Approach described in this work is implement in Python package “uslcount”. The package is capable of counting aligned reads obtained from unstranded or stranded data. It is applicable in a routine RNA-seq processing pipeline. Importantly, for unstranded data it can give additional information about strand biases which can prevent occasional misinterpretations in unstranded RNA-seq data analysis.

Materials and Methods

Read data used

Main dataset used for training and testing consists of FASTQ files of 15 cell types of 10 donors available from DICE-DB6. For investigating HPA public dataset we downloaded 32 FASTQ samples (1 sample per tissue) from ENA archive, study PRJEB4337. Additionally, for testing package performance on stranded paired-end data we used SRA archive SRR5424812.

Read alignment and annotations

Raw FASTQ reads were aligned to genome using STAR aligner7 against GRCh38 genome with parameters STAR –runThreadN 2 –outFilterType BySJout –alignSJoverhangMin 8 –alignSJDBoverhangMin 1 –alignIntronMin 20 –alignIntronMax 1000000 –alignMatesGapMax 1000000. Gencode V28 (basic set) genomic annotation was used at alignment stage and downstream feature count assignments. STAR-derived alignments are used throughout the manuscript. Additionally, to compare with transcript-based counting approaches reads were quantitated against the same genome build and annotation using RSEM15 with parameter strandedness equal to “reverse” or “none” to get strand-aware and strand-unaware counts correspondingly.

Differential expression analysis between different the cell types was implemented using DESeq216. Additionally we used edgeR17 in “classic” (no GLM functionality) mode to obtain differentially expressed genes.

Plotting and visualization

Plots were constructed using Python Matplotlib package. Visualization of alignments was done using IGV genome browser18.

Machine learning

For constructing decision tree we used DecisionTreeClassifier class from scikit-learn19 with max_depth parameter of 5 for multiexonic and 3 for monoexonic genes, i.e. 1 more than number parameters, was used for training.

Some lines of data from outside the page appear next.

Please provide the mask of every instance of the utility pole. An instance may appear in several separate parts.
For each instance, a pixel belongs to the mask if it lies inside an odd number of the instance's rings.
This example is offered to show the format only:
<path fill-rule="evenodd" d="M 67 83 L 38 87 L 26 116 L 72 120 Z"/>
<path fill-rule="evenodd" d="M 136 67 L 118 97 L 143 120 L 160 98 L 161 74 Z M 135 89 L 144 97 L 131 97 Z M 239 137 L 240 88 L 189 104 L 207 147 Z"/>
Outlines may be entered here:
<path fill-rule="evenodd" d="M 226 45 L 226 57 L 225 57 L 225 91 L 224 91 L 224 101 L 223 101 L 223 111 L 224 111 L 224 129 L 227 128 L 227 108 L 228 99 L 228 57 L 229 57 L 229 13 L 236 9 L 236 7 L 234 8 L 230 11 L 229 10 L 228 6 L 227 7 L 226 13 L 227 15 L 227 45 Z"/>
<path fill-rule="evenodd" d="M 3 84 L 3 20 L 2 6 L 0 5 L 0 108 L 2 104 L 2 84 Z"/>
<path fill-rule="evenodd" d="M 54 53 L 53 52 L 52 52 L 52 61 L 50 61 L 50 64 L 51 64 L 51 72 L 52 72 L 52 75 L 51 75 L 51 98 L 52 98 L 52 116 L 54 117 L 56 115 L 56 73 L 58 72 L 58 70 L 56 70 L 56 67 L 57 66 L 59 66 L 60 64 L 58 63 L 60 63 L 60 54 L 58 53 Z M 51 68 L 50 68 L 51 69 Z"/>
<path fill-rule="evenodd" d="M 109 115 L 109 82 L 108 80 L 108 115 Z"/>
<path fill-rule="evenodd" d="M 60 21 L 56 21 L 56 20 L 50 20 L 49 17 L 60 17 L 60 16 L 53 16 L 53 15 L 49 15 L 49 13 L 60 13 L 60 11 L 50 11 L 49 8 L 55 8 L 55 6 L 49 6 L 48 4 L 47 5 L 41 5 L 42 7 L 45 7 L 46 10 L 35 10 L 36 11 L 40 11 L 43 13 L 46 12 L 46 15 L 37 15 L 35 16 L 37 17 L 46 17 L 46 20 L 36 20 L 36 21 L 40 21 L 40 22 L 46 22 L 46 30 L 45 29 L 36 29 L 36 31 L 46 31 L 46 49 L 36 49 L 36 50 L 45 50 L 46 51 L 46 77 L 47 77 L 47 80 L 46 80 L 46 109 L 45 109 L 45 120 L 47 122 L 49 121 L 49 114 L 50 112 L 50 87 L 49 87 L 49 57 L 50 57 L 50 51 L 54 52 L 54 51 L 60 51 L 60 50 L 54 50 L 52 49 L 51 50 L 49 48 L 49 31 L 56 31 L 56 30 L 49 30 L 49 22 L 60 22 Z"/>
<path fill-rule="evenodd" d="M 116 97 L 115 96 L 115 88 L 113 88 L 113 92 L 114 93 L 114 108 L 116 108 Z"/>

Comparison with other read counting software

For comparisons of counts and computational time benchmarking we used 10 samples of Treg cells from DICE-DB. Following parameters were used for read counting software packages: featureCounts -T 1 -a gtf_file -t exon -g gene_id -s 2 -Q 10; htseq-count -m union -r pos -t exon -i gene_id -s reverse -f bam; summarizeOverlap(mode = “Union”, singleEnd = T, ignore.strand = F, preprocess.reads = invertStrand); uslcount was invoked with parameters python3 -m uslcount count -strand R. These packages were tested on a CentOS 7 box with 48 Intel Xeon 2.20 GHz CPUs and 314 GB of memory. All programs were run using a single CPU core.